Traditionally, Virginia governors haven’t immersed themselves in university governance. The hands-off attitude changed when Governor Ralph Northam sacked Virginia Military Institute Superintendent J.H. Binford Peay III after widespread but flimsy accusations that VMI was a racist and sexist institution in desperate need of reform. Succeeding Northam, Youngkin stacked the boards of public universities with nominees who, to a greater or lesser degree, were sympathetic to rolling back the Diversity, Equity & Inclusion initiatives enshrined at almost every Virginia university on Northam’s watch.
Academia is, of course, a key constituency of the Democratic Party, and DEI, the issue that precipitated Ryan’s resignation, is inseparable from the social-justice vision of “equity” that animates most Democrats. Fearing a Trump- and Youngkin-orchestrated reversal of DEI across Virginia’s entire public education system, state Senate leadership is treating Ryan’s departure as an existential threat.
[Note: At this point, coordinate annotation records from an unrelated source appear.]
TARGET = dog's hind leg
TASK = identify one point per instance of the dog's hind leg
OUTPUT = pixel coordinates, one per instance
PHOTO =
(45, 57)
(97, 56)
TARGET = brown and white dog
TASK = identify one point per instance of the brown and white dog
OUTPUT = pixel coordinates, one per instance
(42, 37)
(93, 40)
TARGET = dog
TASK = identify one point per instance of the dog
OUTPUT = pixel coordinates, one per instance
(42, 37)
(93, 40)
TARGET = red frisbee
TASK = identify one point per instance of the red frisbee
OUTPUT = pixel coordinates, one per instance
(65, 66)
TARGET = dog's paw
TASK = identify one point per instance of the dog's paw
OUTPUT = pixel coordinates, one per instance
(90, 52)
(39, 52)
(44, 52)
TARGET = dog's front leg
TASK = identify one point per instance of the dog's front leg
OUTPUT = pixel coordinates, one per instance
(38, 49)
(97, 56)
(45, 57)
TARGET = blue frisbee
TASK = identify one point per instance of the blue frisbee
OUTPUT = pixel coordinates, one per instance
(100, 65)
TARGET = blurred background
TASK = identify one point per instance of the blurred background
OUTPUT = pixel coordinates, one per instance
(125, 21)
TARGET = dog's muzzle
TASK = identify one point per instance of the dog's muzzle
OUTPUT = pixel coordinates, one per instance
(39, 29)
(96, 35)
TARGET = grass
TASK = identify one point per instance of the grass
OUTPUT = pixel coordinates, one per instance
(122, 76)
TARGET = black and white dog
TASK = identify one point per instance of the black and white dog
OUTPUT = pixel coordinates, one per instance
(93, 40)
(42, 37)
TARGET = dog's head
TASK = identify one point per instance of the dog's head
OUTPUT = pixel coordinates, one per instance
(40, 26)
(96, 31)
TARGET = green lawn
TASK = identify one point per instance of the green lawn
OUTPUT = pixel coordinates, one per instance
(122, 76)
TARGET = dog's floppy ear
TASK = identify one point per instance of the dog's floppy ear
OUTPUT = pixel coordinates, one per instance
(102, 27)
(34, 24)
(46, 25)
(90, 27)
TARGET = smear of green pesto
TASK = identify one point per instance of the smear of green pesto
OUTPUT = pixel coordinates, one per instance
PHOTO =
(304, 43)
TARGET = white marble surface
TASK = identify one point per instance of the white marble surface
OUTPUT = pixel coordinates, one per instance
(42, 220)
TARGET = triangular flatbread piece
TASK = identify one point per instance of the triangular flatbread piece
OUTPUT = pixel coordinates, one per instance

Governors and lawmakers alike are meddling like never before in the affairs of higher ed, not just nationally, as seen in the Trump administration’s attack on Harvard, but here in Virginia. Here in the Old Dominion power is distributed fairly evenly between Republicans, who dominate the three statewide offices, and Democrats, who control both houses of the General Assembly. This fall’s election could change the balance of power. But it’s hard to imagine any scenario in which the battle over higher ed miraculously becomes depoliticized.
Who would want to become UVA president under such circumstances? Who would uproot themselves to take a job that could be snatched away a few months later? I can’t imagine anyone signing up for the job until the dust settles from the November election. In that way, Surovell’s warning to UVA’s board to defer picking a president, was a brilliant stroke politically. From a policy standpoint, Ryan’s departure may not prove to bring about much change at all.
James A. Bacon serves on the board of the Jefferson Council. The opinions expressed here are his alone.